The parents play a much larger role in this Forever than they do in Blume’s original version, and some of that is the result of needing to stretch a novel into an eight-episode TV series. Any teen drama can get bulked out with the addition of some adult drama, and Forever makes good use of Pittman, Harris, and Roquemore. But its greatest assets are the performances from Simone and Cooper as Keisha and Justin.

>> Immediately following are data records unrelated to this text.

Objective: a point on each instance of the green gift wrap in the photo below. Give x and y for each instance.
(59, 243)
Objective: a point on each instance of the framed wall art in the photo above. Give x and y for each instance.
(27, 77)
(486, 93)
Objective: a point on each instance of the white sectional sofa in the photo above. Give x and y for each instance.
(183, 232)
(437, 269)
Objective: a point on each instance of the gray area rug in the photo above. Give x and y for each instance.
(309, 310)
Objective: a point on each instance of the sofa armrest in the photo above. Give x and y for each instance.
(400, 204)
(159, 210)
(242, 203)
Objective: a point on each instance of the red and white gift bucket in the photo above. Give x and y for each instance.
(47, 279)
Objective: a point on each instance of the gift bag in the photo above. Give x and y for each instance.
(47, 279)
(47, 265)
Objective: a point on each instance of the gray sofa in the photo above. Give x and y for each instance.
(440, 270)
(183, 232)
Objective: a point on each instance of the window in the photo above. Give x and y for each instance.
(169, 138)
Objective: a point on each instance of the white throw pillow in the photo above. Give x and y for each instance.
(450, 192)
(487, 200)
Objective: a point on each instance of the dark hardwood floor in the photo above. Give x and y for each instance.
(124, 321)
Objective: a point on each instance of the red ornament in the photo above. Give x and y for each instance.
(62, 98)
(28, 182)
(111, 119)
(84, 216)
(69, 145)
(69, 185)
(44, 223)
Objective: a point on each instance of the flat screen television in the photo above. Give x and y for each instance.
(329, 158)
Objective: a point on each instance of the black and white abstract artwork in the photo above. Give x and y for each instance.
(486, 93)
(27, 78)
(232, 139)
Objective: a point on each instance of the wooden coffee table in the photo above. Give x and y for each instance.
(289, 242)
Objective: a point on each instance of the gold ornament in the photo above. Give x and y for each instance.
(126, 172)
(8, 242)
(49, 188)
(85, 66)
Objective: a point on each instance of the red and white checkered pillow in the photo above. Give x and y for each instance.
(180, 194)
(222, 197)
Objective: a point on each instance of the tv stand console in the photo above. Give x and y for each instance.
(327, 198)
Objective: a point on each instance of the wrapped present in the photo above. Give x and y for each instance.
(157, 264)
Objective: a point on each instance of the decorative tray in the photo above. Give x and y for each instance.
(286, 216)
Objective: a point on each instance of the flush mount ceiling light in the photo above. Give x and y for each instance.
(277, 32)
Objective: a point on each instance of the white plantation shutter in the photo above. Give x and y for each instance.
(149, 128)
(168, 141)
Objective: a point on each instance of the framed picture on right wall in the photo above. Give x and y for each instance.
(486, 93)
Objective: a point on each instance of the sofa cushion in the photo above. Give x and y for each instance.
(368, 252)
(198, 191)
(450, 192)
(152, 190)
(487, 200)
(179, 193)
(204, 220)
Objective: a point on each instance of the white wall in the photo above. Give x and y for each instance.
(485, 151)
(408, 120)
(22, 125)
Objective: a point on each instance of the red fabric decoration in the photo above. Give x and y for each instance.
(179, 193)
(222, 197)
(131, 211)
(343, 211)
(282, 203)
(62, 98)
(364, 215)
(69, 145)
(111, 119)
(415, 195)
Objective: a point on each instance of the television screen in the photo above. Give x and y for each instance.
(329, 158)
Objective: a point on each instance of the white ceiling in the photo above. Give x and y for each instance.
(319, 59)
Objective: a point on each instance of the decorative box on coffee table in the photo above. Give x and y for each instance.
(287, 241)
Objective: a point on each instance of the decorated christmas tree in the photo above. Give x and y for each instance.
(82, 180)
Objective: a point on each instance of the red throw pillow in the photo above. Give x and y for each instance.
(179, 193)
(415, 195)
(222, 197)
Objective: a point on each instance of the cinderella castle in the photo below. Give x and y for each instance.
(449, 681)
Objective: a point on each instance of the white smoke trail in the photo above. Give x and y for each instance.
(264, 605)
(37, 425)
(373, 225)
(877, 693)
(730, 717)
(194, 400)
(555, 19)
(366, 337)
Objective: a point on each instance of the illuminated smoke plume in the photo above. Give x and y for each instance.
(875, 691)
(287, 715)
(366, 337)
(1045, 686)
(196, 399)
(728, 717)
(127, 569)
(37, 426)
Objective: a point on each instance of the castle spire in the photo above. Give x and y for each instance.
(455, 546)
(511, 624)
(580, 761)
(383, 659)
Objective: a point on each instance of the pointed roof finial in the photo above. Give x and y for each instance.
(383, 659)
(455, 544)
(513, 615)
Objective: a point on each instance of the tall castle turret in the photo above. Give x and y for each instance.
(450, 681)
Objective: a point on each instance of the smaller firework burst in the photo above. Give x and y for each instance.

Forever could be the best written, most thoughtful, best produced adaptation anyone’s ever conceived of, but without two actors who can look excruciatingly horny yet terrified at the same time it would never work. For as much as Keisha and Justin are teens of their era, they are also the closest and most vital connection between this series and Blume’s original work, able to shift instantly between bravado and giddy pleasure and fury and shy innocence in the space of a single scene. They are what give this Forever the juice, imbuing a TV portrayal of teen sexual exploration with wonder and disappointment and some frank mechanical uncertainty. They make Forever feel timeless.